Tricep dips – start sitting on the bench and place your hands right next to your butt. Lift your hips off the step and lower down, keeping your elbows from flaring out to the side and keep your butt/back close to the step. The further in your legs are, the easier this move is. To make this more difficult, straighten the legs or add weight in your lap.

This step up hiit workout - Up Downs

Up up down down – Just like it sounds, your goal for this move is to go as fast as you can safely. Lead with whatever foot (for this example you will start with the right foot).
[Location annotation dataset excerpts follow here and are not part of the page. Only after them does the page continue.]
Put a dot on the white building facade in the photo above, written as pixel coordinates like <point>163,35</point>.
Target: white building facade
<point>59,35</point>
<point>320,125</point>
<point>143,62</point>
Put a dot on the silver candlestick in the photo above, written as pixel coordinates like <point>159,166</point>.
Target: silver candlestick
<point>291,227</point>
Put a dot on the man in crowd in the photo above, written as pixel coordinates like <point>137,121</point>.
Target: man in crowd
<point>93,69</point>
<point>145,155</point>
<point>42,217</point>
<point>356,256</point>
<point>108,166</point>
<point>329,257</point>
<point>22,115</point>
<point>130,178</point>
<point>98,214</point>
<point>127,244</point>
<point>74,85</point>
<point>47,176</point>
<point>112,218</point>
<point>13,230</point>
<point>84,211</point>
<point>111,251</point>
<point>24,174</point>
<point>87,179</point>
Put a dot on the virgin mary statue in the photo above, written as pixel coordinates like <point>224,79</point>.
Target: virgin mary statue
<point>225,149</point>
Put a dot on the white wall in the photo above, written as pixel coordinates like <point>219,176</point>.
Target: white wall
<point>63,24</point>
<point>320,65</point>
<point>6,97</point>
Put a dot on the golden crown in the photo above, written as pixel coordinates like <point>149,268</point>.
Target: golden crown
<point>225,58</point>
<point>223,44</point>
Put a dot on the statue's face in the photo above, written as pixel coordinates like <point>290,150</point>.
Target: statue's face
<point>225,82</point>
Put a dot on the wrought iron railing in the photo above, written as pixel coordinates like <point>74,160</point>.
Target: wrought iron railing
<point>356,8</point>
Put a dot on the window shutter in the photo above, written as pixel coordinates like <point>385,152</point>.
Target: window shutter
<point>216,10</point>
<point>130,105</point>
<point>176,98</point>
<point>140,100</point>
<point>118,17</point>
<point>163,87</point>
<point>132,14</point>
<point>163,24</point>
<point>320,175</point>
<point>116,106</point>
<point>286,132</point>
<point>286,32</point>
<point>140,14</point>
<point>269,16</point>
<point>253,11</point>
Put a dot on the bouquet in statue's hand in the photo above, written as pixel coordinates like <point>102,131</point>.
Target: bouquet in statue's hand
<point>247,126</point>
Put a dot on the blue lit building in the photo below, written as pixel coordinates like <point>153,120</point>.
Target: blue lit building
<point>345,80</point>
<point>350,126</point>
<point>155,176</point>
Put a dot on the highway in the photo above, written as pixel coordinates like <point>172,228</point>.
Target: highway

Right foot onto the bench, then the left meets the right on the bench. Step down with the right foot then meet the right foot on the ground with the left foot. Repeat as quick as possible! This is a great move to do to get the strength to do box jumps!

What about you?

  • How did your fitness journey start?
  • Did you ever do step aerobics?
  • What is your favorite way to work your legs?

Samantha Rowland is a personal trainer and group fitness instructor.Samantha Rowland has been in the fitness industry for more than 10 years. She is a certified NASM Personal Trainer, Group Fitness Instructor, Precision Nutrition Coach and Fitness Chef. Samantha has a wide range of experience in the fitness industry including running her own healthy catering company and owning and operating her own women-focus fitness center in Austin, Texas. Today, Samantha is an online health coach and focuses on inspiring everyone she can to live a healthy and happy life!

Safari @ Tri-ing To Run Boston

Wednesday 27th of May 2015

first of all...love your legs...look at those Hams!! ;-) My fitness journey started with running...well, this time around. I've been on a journey off and on seems like forever...but this is the most consistent I've been and that's been with running. I used to do the firm and every other stair or aerobic video there was..."thighs of steel" was my favorite. I really need to get back into working my legs...to help me become a stronger runner. Great post...great inspiration!

Nicole @ Foodie Loves Fitness

Tuesday 26th of May 2015

Ahhh step aerobics, you just brought me back to my pre-teen years! A bunch of my friends and I did an aerobics class at the rec center in our town, and we thought it was so much fun. Nowadays I am all about the HIIT workouts!

Kathryn @ Dancing to Running

Sunday 24th of May 2015

I cannot remember the last time I did step aerobics. I should definitely change that soon!

Sam

Monday 25th of May 2015

Yay! Step aerobics is such a fun way to go back time :) It can definitely be a killer workout!

Katie @ Huff 'n Puff to Buff 'n Tough

Sunday 24th of May 2015

I need to do step aerobics more often! Makes for an awesome leg workout, but my knees get irritated all too easily, so I usually just stick to running since that is what I love most and low impact leg workouts.

Sam

Monday 25th of May 2015

Katie, I'm a huge believer in doing what you love! That's how you stick with your long term fitness goals! So glad you found running! It was my first love and I return to it often!

Toni

Sunday 24th of May 2015

I used to love my step, but I sold it when we moved. Great workout!